Por Verónica Noyola Valdez
16 Marzo 2020
Con su ya característica prosa contundente y fría, Mariana Enríquez consigue en esta obra de largo aliento (setecientas páginas) una representación vasta del mal. La historia se centra en narrar la continua lucha de Juan y Gaspar, padre e hijo, por huir del atroz designio de la Oscuridad, una antigua fuerza maligna que se manifiesta a los miembros de una sociedad secreta conformada por intelectuales y partidarios del gobierno de la dictadura argentina. El cuerpo moribundo de Juan es el medio para convocar al mal, y la moneda de cambio para obtener sus beneficios son los innumerables y crueles sacrificios humanos que se cometen a la sombra de otros crímenes, lo de Estado. Gaspar, dotado de capacidades extraordinarias que le fueron heredadas por el padre, como la de escuchar el pensamiento de los otros, está destinado a suplirlo en la infame tarea espiritista.

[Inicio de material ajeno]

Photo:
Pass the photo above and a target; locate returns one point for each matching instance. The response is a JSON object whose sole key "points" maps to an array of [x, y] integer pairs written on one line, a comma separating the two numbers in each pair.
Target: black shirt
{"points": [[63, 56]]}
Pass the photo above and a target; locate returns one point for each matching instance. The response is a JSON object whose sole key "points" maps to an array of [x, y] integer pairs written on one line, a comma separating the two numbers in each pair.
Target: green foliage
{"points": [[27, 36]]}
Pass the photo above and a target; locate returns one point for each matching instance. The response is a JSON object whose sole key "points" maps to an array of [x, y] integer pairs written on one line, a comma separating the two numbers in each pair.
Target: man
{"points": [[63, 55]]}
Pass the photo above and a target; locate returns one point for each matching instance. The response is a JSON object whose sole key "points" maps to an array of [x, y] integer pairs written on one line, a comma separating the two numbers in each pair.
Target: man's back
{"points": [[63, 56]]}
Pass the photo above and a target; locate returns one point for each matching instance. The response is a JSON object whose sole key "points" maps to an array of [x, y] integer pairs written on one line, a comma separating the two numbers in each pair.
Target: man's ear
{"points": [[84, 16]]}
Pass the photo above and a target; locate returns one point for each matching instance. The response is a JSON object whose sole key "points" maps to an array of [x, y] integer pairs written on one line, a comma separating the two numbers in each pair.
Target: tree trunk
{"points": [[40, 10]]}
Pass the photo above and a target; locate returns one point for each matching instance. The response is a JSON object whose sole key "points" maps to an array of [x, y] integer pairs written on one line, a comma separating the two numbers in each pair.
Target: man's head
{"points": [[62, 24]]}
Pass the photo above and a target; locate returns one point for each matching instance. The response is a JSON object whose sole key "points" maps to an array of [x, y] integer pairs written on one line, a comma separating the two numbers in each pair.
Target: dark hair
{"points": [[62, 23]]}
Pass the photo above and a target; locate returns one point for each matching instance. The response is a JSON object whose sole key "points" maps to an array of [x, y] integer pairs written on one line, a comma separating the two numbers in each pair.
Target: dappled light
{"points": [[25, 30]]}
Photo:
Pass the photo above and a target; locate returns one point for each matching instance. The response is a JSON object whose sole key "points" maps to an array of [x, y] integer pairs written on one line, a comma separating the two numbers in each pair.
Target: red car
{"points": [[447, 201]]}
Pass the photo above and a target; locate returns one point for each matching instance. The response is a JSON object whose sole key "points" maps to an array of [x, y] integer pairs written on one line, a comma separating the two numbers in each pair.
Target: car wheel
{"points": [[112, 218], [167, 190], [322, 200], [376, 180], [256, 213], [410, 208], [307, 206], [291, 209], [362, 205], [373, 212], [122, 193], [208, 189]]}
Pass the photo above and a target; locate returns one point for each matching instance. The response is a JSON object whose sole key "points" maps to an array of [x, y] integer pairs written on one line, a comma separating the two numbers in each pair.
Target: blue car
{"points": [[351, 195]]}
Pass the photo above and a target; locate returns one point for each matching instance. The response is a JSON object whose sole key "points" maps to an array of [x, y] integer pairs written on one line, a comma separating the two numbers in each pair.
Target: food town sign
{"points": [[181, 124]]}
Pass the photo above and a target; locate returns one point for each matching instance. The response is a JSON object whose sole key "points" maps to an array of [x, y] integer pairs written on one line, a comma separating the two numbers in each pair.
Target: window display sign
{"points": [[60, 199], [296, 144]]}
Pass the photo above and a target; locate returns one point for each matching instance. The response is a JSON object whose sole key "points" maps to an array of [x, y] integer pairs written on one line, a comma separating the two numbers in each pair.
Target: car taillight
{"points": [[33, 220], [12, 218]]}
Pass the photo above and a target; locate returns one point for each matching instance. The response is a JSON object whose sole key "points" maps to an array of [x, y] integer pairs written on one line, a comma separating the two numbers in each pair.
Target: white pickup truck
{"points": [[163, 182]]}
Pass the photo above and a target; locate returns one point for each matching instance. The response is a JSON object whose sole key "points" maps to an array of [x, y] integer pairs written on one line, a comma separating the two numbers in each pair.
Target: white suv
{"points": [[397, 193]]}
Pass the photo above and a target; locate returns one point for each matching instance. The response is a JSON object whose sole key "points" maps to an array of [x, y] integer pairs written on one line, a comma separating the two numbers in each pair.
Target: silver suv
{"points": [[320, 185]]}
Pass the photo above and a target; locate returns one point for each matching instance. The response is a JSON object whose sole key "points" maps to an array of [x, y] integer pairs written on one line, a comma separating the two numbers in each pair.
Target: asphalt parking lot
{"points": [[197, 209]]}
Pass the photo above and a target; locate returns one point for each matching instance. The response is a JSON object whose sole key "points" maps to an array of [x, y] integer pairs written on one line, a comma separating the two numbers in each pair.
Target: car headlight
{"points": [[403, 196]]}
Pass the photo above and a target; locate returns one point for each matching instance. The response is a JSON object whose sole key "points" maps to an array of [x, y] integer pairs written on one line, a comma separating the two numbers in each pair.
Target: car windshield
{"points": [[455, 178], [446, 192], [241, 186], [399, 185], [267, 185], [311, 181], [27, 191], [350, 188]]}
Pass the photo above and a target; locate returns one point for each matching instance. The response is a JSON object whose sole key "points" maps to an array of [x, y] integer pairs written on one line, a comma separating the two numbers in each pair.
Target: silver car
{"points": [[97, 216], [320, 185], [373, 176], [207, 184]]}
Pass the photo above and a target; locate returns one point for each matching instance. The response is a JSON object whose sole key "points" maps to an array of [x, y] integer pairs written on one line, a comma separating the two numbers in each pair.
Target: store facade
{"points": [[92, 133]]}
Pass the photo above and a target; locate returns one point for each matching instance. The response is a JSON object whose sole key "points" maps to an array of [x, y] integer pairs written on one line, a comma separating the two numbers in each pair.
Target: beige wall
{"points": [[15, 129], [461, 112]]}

La recién ganadora del Premio Herralde de Novela retoma en esta obra varios de los mecanismos narrativos, temas y anécdotas que ya se leen en los cuentos que conforman sus libros Lo que perdimos en el fuego (2016) y Los peligros de fumar en la cama (2017). En la novela volvemos a encontrarnos con una exposición ficcional sin tapujos acerca de lo sobrenatural; nos topamos con personajes marginales que por su condición física o social en extremo decadente se configuran como seres monstruosos; incluso nos sentimos seducidos una vez más con elementos cliché del género de terror (casas encantadas, pasadizos secretos, magia negra, visiones fantasmagóricas, crímenes horrendos, sótanos que esconden secretos perturbadores). También encontramos un fino entramado de otras superficies por donde fluyen el horror y la decadencia. Enríquez aborda con menciones directas situaciones históricas y sociales donde el mal se manifiesta: las desapariciones forzadas, la irrupción del sida en la década de los ochenta, la psicodelia y las adicciones como escape al deterioro anímico de toda una generación. Bien es cierto que estos aspectos son en la novela sólo el telón de fondo para exhibir una idea que la autora parece desear agotar en sus reiteraciones: el mal absoluto.
La prueba de su maestría radica, muy probablemente, en la fluidez narrativa con que la argentina logra situar al lector en un estado de sugestión permanente, tarea nada fácil si juzgamos la extensión de la obra. Sin duda, una novela densa, pesada, oscura, que por momentos logra un lenguaje casi poético que vuelve sublime lo abominable.